Таня была моей колеёй. Надежной, удобной и без резких поворотов. Вот только я и не предполагал, что этот маршрут мог быть конечным. Меня об этом оповещали какие-то знаки, но замечал ли их? Определенно нет. Просто ей молча надоела моя бесцельная езда туда-сюда.


Она не выдерживала той психологической нагрузки, что создавал мой «локомотив» своими поездками по ее рельсам-нервам. И радикальным сломом путей она четко дала понять – все, дружок, накатался. По-хорошему не понял, значит по-плохому: с болезненным крушением и многочисленными жертвами среди пассажиров – наших совместных воспоминаний и прожитых вместе дней.


Я знаю, что Таня со временем оправилась. Подлатала пути, нашла себе нового попутчика жизни и пустила его на дорогу своей жизни. Я же остался валяться под насыпью – покореженный и никому не нужный ржавый тепловоз.

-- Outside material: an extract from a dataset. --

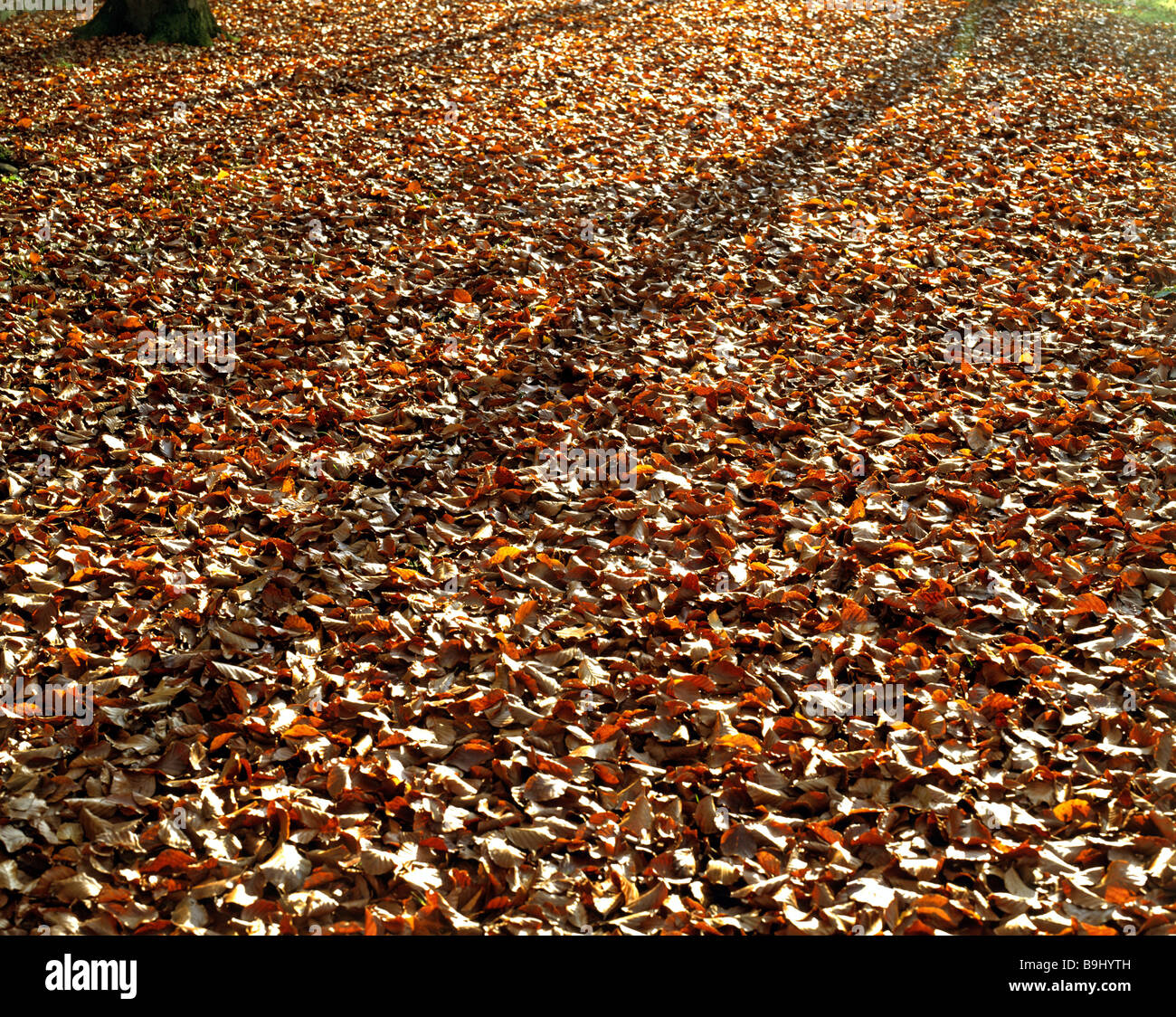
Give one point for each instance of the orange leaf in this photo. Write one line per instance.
(504, 553)
(1073, 808)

Вновь поднимать на колеса такую бесполезную груду железа никому, кажется, не пришло в голову. Или на мой разбитый локомотив просто всем стало наплевать. Да и я сам из-за сломанного гудка уже не могу подать голос ремонтникам, что периодически снуют по путям. Да, кажется, и сейчас в ушах звенит этот последний, надрывный гудок уже обреченного паровоза за секунду до крушения…

*****

А, нет же, снова будильник. Утро. Очередной чертов понедельник, в которые блаженные идиоты вкладывают какой-то сакральный смысл и потаенные желания что-то изменить в своей жизни. И никогда ничего в итоге не меняя, раз за разом корят себя за слабость и неспособность преодолеть собственную лень без магии чисел и дат. Бездарно прогуливая дни в ожидании очередного календарного начала – недели, месяца, года…

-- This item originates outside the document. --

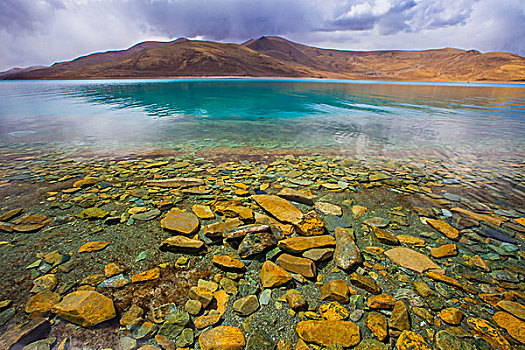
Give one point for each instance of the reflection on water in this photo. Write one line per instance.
(355, 117)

Я давно бросил эту дурацкую привычку, и уже не жду волшебства и чудес от понедельников, первых чисел месяца и года. Не давать себе обещаний измениться под конкретный срок – значит не загоняться в состояние страха и паники. Исполнение обещаний ведь не на шутку пугает. Не потому ли такие вещи обычно проговаривают про себя, без свидетелей – чтобы, не дай бог, кто-то потом припоминал это. Себя самого оправдать за бездействие, конечно, гораздо проще.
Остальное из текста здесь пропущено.